Step 1: Estimate Price-Implied Expectations
We first “read” the expectations embedded in a stock with a long-term discounted cash-flow model. We thus reverse the common practice, which begins with earnings or cash-flow forecasts to estimate value. The benefits of this reverse engineering include the following:
• The long-term discounted cash-flow model is the right tool to read expectations because it mirrors the way the market prices stocks.
• Expectations investing solves a dilemma that investors face in a world of heightened uncertainty by allowing them to harness the power of the discounted cash-flow model without forecasting long-term cash flows.

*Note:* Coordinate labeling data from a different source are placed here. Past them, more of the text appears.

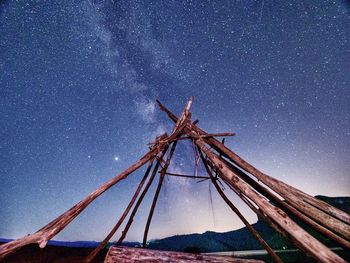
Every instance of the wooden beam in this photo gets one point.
(295, 197)
(161, 179)
(304, 240)
(281, 203)
(135, 255)
(257, 236)
(139, 201)
(187, 176)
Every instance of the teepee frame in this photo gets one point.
(258, 190)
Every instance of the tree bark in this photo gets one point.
(304, 240)
(257, 236)
(161, 179)
(92, 255)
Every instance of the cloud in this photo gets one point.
(145, 109)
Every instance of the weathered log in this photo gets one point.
(154, 202)
(139, 201)
(187, 176)
(54, 227)
(278, 186)
(257, 236)
(281, 203)
(136, 255)
(92, 255)
(305, 241)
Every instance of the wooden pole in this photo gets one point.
(305, 241)
(139, 201)
(187, 176)
(54, 227)
(272, 197)
(93, 254)
(297, 198)
(257, 236)
(160, 182)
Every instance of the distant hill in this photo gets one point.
(209, 241)
(240, 239)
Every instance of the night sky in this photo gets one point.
(78, 84)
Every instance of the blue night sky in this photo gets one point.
(78, 83)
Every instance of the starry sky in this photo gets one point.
(78, 84)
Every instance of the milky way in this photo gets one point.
(78, 83)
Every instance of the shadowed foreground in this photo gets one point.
(54, 254)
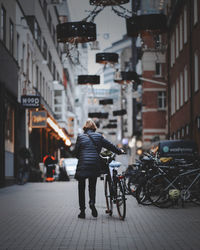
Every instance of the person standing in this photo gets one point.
(87, 149)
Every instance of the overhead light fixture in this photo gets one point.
(108, 2)
(156, 23)
(76, 32)
(106, 101)
(98, 115)
(119, 112)
(125, 77)
(105, 58)
(88, 79)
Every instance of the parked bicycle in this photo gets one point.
(180, 181)
(114, 187)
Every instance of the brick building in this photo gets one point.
(183, 69)
(154, 105)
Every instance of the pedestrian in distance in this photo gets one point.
(87, 149)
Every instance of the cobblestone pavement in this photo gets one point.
(44, 216)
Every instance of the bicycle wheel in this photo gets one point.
(195, 192)
(120, 200)
(108, 195)
(158, 191)
(142, 195)
(132, 185)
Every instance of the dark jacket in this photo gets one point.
(88, 154)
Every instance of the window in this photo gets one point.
(187, 129)
(185, 84)
(23, 58)
(195, 11)
(54, 71)
(173, 99)
(58, 109)
(177, 49)
(49, 21)
(50, 61)
(158, 69)
(40, 83)
(181, 33)
(181, 89)
(9, 128)
(177, 95)
(182, 132)
(11, 37)
(161, 99)
(185, 25)
(172, 50)
(3, 24)
(44, 49)
(37, 77)
(58, 92)
(196, 72)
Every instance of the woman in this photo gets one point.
(87, 149)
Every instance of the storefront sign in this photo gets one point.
(30, 101)
(38, 119)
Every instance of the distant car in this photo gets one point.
(70, 165)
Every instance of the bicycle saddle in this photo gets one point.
(114, 164)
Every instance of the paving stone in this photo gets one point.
(44, 216)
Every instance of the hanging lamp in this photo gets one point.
(119, 112)
(88, 79)
(106, 101)
(108, 2)
(105, 58)
(125, 77)
(76, 32)
(98, 115)
(156, 23)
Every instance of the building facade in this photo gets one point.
(183, 70)
(154, 87)
(31, 66)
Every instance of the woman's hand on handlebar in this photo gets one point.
(122, 152)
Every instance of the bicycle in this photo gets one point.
(185, 183)
(114, 188)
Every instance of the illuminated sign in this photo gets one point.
(38, 119)
(30, 101)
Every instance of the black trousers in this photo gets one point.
(92, 191)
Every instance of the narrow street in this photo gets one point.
(44, 216)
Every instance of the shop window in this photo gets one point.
(181, 89)
(9, 128)
(58, 109)
(182, 132)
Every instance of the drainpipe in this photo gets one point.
(168, 87)
(191, 64)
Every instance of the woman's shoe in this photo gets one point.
(94, 211)
(81, 215)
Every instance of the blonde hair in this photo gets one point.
(89, 124)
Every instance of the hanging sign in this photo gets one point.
(38, 119)
(30, 101)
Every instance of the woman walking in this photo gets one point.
(87, 149)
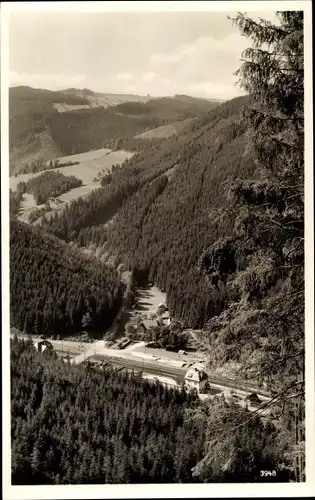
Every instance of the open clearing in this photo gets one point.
(90, 164)
(148, 300)
(165, 130)
(100, 100)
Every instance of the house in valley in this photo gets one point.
(43, 345)
(146, 325)
(196, 378)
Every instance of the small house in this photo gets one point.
(146, 325)
(43, 345)
(196, 378)
(161, 309)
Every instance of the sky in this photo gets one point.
(156, 53)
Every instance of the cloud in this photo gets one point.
(212, 90)
(51, 81)
(124, 76)
(147, 77)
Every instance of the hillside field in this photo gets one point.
(90, 164)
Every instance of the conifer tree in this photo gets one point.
(263, 326)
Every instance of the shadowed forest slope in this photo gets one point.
(167, 197)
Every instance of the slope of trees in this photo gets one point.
(15, 201)
(164, 234)
(77, 425)
(52, 286)
(49, 184)
(262, 261)
(86, 129)
(72, 425)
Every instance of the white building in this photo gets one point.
(196, 378)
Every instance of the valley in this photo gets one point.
(157, 269)
(90, 165)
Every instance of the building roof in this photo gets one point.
(149, 323)
(196, 374)
(46, 343)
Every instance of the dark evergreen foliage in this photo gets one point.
(74, 425)
(49, 185)
(53, 285)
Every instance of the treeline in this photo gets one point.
(103, 203)
(39, 165)
(78, 425)
(86, 129)
(164, 236)
(49, 185)
(54, 286)
(15, 201)
(73, 425)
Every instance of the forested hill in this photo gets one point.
(169, 193)
(39, 131)
(55, 289)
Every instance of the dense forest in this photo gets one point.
(40, 165)
(74, 425)
(214, 216)
(39, 131)
(167, 231)
(49, 185)
(103, 203)
(86, 129)
(55, 288)
(15, 198)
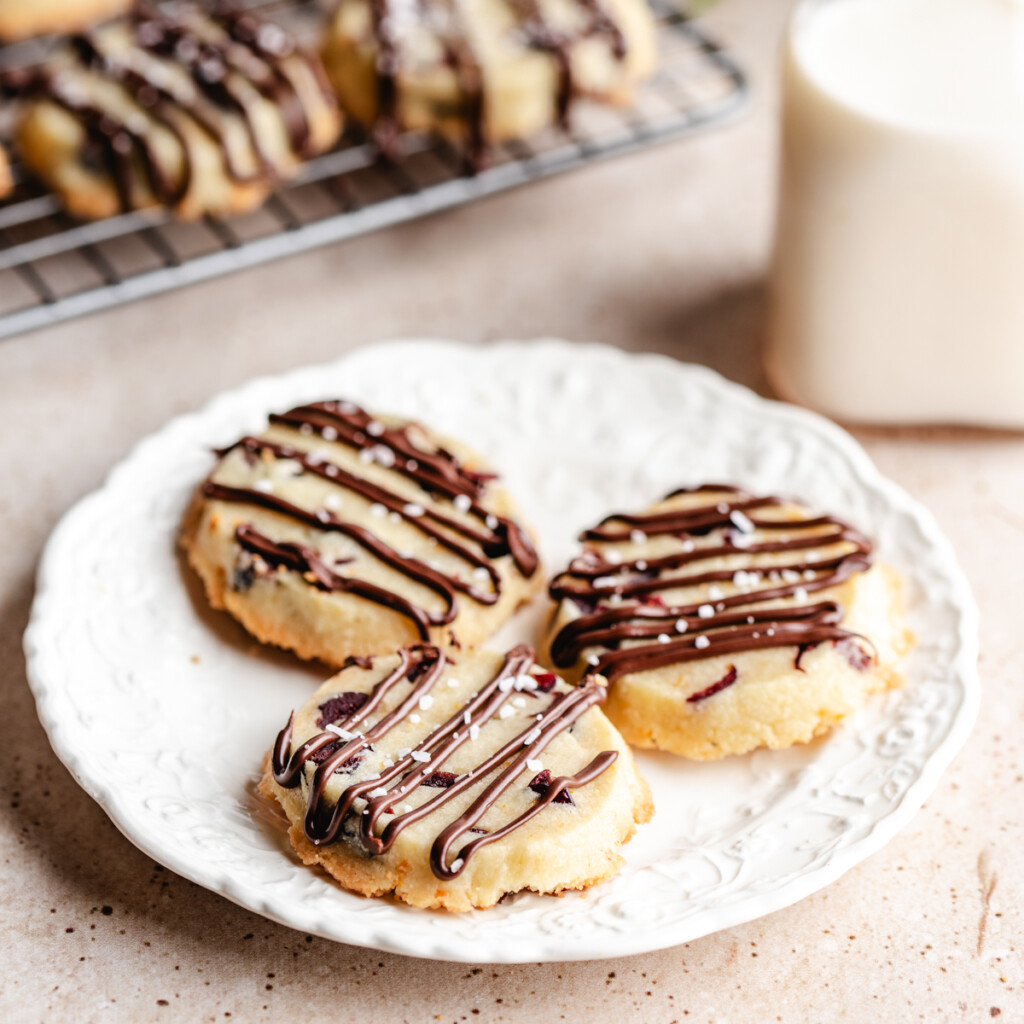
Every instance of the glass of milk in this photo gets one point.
(897, 292)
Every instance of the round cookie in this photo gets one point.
(337, 534)
(203, 114)
(483, 71)
(455, 779)
(24, 18)
(726, 622)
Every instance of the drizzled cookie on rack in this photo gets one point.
(200, 113)
(724, 622)
(336, 532)
(483, 71)
(453, 779)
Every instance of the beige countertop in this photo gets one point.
(663, 252)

Step 2: Identify Expectations Opportunities
Once we estimate current expectations, we then apply the appropriate strategic and financial tools within a tightly integrated competitive-strategy analysis and finance framework to determine where and when revisions in expectations are likely to occur. Here are the advantages of this approach:
• Expectations investing methodology reveals whether the stock price is most sensitive to expectations revisions in the company’s sales, operating costs, or investment needs so that investors can focus on the potential revisions that affect price most.

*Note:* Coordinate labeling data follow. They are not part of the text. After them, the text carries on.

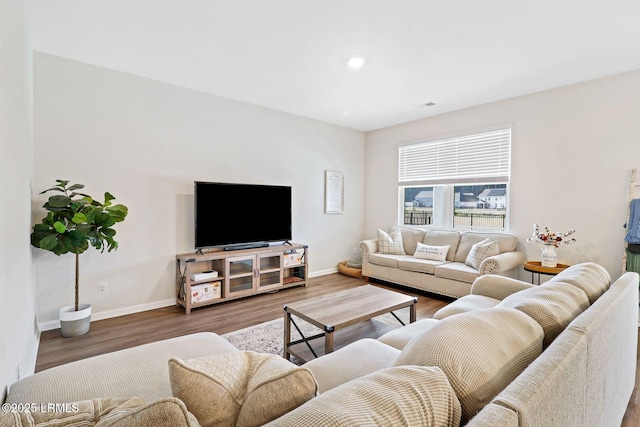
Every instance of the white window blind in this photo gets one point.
(483, 157)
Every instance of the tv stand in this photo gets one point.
(208, 278)
(246, 246)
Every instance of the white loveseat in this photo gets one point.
(451, 277)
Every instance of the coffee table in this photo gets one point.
(339, 310)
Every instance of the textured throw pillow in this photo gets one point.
(480, 351)
(240, 388)
(397, 396)
(390, 243)
(553, 306)
(481, 251)
(435, 253)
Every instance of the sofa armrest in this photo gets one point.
(498, 287)
(369, 247)
(502, 262)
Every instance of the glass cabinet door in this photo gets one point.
(242, 272)
(270, 274)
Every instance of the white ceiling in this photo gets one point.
(290, 55)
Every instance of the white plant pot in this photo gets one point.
(74, 323)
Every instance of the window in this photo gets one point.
(458, 182)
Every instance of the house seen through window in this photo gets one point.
(459, 183)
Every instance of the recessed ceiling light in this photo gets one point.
(355, 62)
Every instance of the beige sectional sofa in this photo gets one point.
(508, 354)
(451, 276)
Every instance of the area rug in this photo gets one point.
(268, 337)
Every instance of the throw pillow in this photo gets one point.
(397, 396)
(390, 243)
(480, 352)
(481, 251)
(240, 388)
(435, 253)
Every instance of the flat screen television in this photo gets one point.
(239, 215)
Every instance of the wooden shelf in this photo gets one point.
(242, 273)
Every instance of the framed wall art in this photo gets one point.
(333, 192)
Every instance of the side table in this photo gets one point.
(535, 267)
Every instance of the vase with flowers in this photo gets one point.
(550, 242)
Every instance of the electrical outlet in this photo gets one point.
(103, 288)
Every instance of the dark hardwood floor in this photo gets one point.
(154, 325)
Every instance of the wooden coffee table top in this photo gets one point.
(341, 309)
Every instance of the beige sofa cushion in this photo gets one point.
(169, 412)
(107, 412)
(481, 251)
(592, 278)
(410, 237)
(506, 243)
(354, 360)
(390, 243)
(400, 337)
(242, 388)
(430, 252)
(456, 271)
(465, 304)
(419, 265)
(443, 238)
(397, 396)
(553, 306)
(477, 353)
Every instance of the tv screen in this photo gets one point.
(232, 214)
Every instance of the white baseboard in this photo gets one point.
(55, 324)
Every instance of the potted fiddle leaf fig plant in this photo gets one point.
(74, 222)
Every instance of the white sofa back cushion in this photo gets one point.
(443, 238)
(410, 237)
(481, 251)
(434, 253)
(390, 243)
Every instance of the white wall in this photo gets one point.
(18, 326)
(146, 142)
(573, 149)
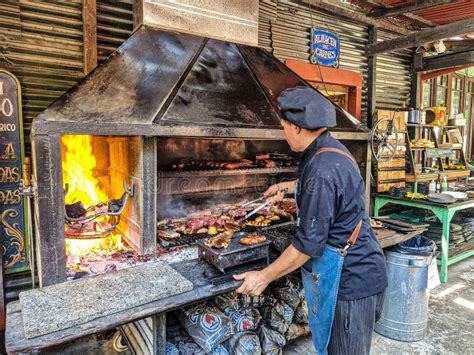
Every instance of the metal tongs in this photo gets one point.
(259, 207)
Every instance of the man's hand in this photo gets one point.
(275, 192)
(254, 283)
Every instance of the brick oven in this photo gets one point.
(163, 96)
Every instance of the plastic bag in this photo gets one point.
(301, 313)
(190, 348)
(207, 325)
(171, 349)
(243, 319)
(219, 350)
(271, 341)
(296, 331)
(290, 291)
(265, 299)
(245, 343)
(278, 317)
(417, 245)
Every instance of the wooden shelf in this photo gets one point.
(425, 177)
(429, 125)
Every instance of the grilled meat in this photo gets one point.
(168, 234)
(287, 205)
(253, 239)
(280, 213)
(190, 164)
(220, 241)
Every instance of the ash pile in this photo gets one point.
(241, 325)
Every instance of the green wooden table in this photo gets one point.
(444, 212)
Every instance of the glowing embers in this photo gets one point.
(94, 242)
(95, 221)
(97, 255)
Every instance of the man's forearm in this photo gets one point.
(290, 185)
(290, 260)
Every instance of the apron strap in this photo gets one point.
(355, 233)
(338, 151)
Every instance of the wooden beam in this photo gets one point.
(405, 8)
(381, 5)
(425, 36)
(435, 74)
(331, 8)
(371, 80)
(89, 18)
(468, 43)
(447, 61)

• Expectations investing applies the best available competitive strategy frameworks in the investor’s search for potential expectations revisions.
• Expectations investing provides the tools to evaluate all public companies—old and new economy, value and growth, developed and emerging market, start-up and established. Expectations investing applies universally.
Step 3: Buy, Sell, or Hold?
Finally, the process defines clear standards for buy and sell decisions. Central features include the following:
• Prospective buys or sells must offer a clear-cut “margin of safety.” A buy candidate, for example, must trade at a sufficient discount to its expected value.
• Key insights from behavioral finance help investors avoid decision making pitfalls.
• The use of demanding buy and sell hurdles reduces transaction costs and income taxes.